I installed a Blaupunkt head unit in a 1994 540i without any Line Output Converter (LOC) . If I remember correctly, the new head unit powered the speakers, but that was a long time ago and I could be mistaken. In either case, we did nothing special to connect the new head unit from Crutchfield. The harness they provided wired right in and we were done quickly.

So you want to use your new head unit to send signals to the factory amplifier... I did the opposite in my 2002 530 and I used a LOC between the factory "stereo" and the aftermarket amplifier. This device handles the ground matching and is adjustable to allow for tuning the input signal to the amp.

It seems you can use the same type of device to match your new head unit with the factory amp. I'm not familiar with the system in the '92 E34, are the speakers crossed over internally to the amplifier as in the E39? If not, why not just power the speakers with your new head unit directly?

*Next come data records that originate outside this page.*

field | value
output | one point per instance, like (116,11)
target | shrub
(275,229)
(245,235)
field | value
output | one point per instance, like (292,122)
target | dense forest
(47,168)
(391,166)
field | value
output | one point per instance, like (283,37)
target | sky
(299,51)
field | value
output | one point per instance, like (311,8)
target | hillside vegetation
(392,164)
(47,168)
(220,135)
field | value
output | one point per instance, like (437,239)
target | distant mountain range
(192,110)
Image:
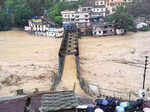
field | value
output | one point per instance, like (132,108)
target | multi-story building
(68,16)
(85,8)
(112,4)
(99,8)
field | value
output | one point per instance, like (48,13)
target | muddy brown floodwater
(115,62)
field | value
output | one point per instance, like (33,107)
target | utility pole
(146,63)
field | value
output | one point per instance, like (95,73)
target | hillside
(115,63)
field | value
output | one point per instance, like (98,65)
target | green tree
(122,19)
(5,23)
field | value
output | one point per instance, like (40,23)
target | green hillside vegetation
(15,13)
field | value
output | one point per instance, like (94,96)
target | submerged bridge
(68,77)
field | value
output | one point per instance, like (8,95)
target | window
(86,16)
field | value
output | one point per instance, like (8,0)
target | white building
(128,1)
(68,16)
(99,8)
(82,17)
(99,2)
(85,8)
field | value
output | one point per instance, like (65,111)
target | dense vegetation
(122,19)
(15,13)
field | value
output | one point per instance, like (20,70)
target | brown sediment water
(69,77)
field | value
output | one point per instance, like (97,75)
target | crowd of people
(110,104)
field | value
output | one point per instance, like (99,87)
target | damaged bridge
(69,77)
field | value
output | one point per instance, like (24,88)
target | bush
(145,28)
(5,21)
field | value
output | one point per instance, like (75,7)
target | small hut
(63,101)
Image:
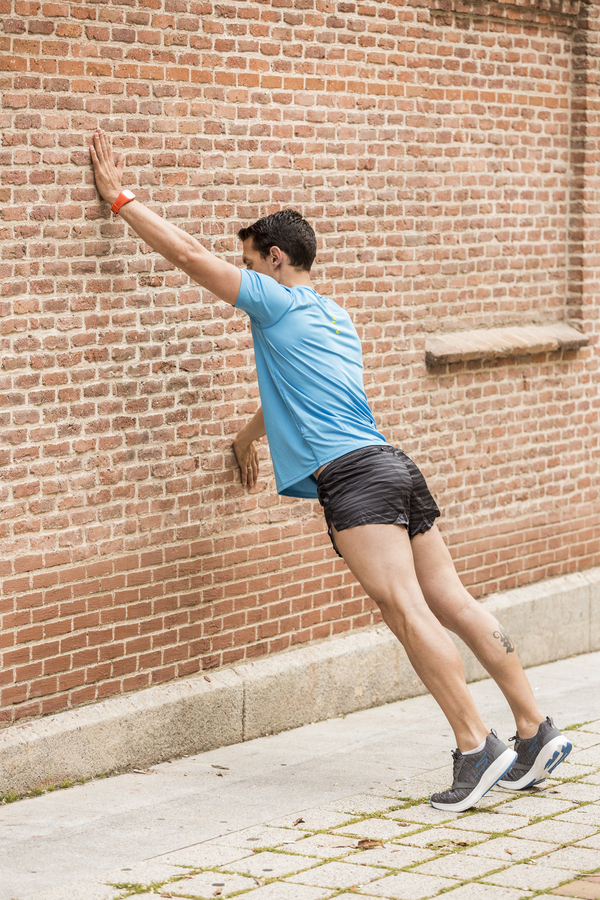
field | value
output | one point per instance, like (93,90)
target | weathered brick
(450,166)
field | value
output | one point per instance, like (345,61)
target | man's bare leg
(452,604)
(381,558)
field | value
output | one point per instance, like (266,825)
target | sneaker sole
(549,757)
(489,778)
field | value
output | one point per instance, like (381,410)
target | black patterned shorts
(375,485)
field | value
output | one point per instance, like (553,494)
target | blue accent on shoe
(561,754)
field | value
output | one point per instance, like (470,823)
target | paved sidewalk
(336,809)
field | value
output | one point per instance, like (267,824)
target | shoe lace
(457,764)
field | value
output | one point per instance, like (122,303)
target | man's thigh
(380,557)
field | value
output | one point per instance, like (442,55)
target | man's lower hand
(108,174)
(247,457)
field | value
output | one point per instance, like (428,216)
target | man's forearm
(172,242)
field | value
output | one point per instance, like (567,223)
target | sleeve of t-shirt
(263,298)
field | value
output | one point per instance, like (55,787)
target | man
(379,512)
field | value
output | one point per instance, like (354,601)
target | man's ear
(276,257)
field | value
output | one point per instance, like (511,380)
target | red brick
(132,549)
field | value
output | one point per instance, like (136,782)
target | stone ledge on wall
(491,343)
(556,13)
(549,620)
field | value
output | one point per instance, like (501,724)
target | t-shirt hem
(282,489)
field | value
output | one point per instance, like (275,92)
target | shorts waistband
(347,456)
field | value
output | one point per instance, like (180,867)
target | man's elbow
(192,260)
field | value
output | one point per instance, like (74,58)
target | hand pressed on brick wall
(107,173)
(244,447)
(175,245)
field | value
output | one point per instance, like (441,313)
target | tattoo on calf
(506,641)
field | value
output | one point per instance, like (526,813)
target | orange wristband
(123,198)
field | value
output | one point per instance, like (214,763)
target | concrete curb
(547,621)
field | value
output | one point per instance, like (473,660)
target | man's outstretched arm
(178,247)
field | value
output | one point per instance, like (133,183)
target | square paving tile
(593,840)
(576,790)
(393,856)
(510,849)
(583,739)
(589,757)
(143,872)
(424,814)
(408,886)
(338,875)
(207,883)
(456,865)
(363,804)
(572,769)
(311,820)
(326,845)
(256,836)
(204,855)
(281,890)
(555,832)
(531,877)
(378,829)
(272,865)
(584,815)
(478,891)
(535,806)
(489,822)
(583,859)
(438,837)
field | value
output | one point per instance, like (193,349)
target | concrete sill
(492,343)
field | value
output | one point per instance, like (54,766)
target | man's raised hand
(107,173)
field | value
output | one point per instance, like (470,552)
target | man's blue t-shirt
(309,366)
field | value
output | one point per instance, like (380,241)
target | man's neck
(292,277)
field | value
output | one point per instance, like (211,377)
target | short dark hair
(287,230)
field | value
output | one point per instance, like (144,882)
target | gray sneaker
(536,757)
(474,775)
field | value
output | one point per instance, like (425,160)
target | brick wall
(447,155)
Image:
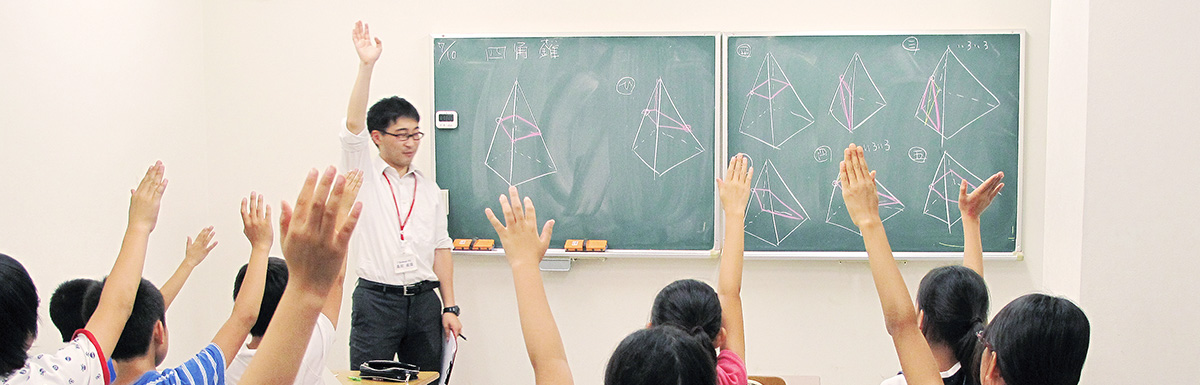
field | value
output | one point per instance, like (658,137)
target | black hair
(663,355)
(18,313)
(148,310)
(1039,340)
(387,110)
(955,304)
(276,281)
(691,306)
(66,306)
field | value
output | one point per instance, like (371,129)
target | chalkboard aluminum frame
(718,138)
(1017,254)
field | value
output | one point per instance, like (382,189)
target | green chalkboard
(613,137)
(930,109)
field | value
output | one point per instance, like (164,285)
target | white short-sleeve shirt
(377,238)
(79,362)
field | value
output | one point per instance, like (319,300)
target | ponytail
(664,354)
(954,300)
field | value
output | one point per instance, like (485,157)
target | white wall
(1140,266)
(90,95)
(247,95)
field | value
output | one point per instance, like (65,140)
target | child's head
(1036,340)
(276,281)
(66,306)
(691,306)
(145,329)
(954,305)
(663,355)
(18,314)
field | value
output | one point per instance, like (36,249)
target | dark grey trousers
(394,326)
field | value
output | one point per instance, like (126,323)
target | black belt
(406,290)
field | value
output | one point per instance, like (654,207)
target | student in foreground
(83,360)
(315,240)
(66,302)
(143,344)
(312,367)
(689,322)
(689,316)
(1036,340)
(952,301)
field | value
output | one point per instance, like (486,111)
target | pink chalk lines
(773,212)
(664,139)
(520,154)
(889,206)
(858,97)
(954,97)
(774,112)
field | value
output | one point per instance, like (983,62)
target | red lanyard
(402,223)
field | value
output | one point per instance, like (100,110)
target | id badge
(407,259)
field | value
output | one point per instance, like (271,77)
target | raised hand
(858,187)
(973,204)
(256,218)
(519,233)
(735,188)
(313,244)
(367,52)
(147,198)
(353,184)
(198,248)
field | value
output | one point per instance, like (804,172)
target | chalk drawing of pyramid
(838,216)
(954,97)
(942,200)
(774,112)
(519,152)
(773,212)
(664,139)
(857,97)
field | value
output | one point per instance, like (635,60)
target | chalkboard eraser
(463,244)
(574,245)
(445,120)
(597,245)
(484,245)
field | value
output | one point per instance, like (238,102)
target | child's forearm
(898,310)
(120,289)
(541,336)
(175,283)
(972,245)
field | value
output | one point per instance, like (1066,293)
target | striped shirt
(205,368)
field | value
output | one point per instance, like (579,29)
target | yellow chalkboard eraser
(484,245)
(574,245)
(597,245)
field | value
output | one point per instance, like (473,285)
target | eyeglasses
(984,341)
(403,137)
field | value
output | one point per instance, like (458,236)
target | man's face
(399,143)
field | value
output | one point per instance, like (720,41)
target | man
(402,245)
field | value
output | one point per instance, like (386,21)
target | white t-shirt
(79,362)
(312,367)
(899,379)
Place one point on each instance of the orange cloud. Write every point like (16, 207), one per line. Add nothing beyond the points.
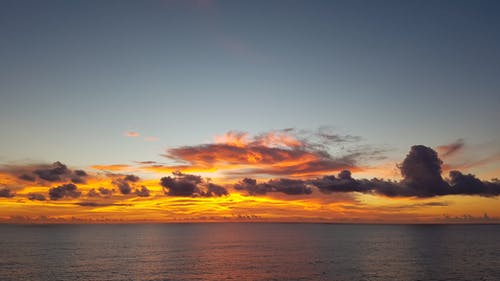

If you need an LOC and you don't use it, you will get an incredible amount of alternator noise in your system, and/or, your factory amp will not produce any sound. In my '02, without the LOC, my amp would turn off instantly when the RCA inputs were connected. The odd thing is, in my '99, same car, same amp (part numbers confirmed) I did not need an LOC. I was able to connect the factory system directly to the aftermaket amplifier, no noise, no problems. This stumped me, but I broke down and spent the $100 on the LOC for the '02.


----------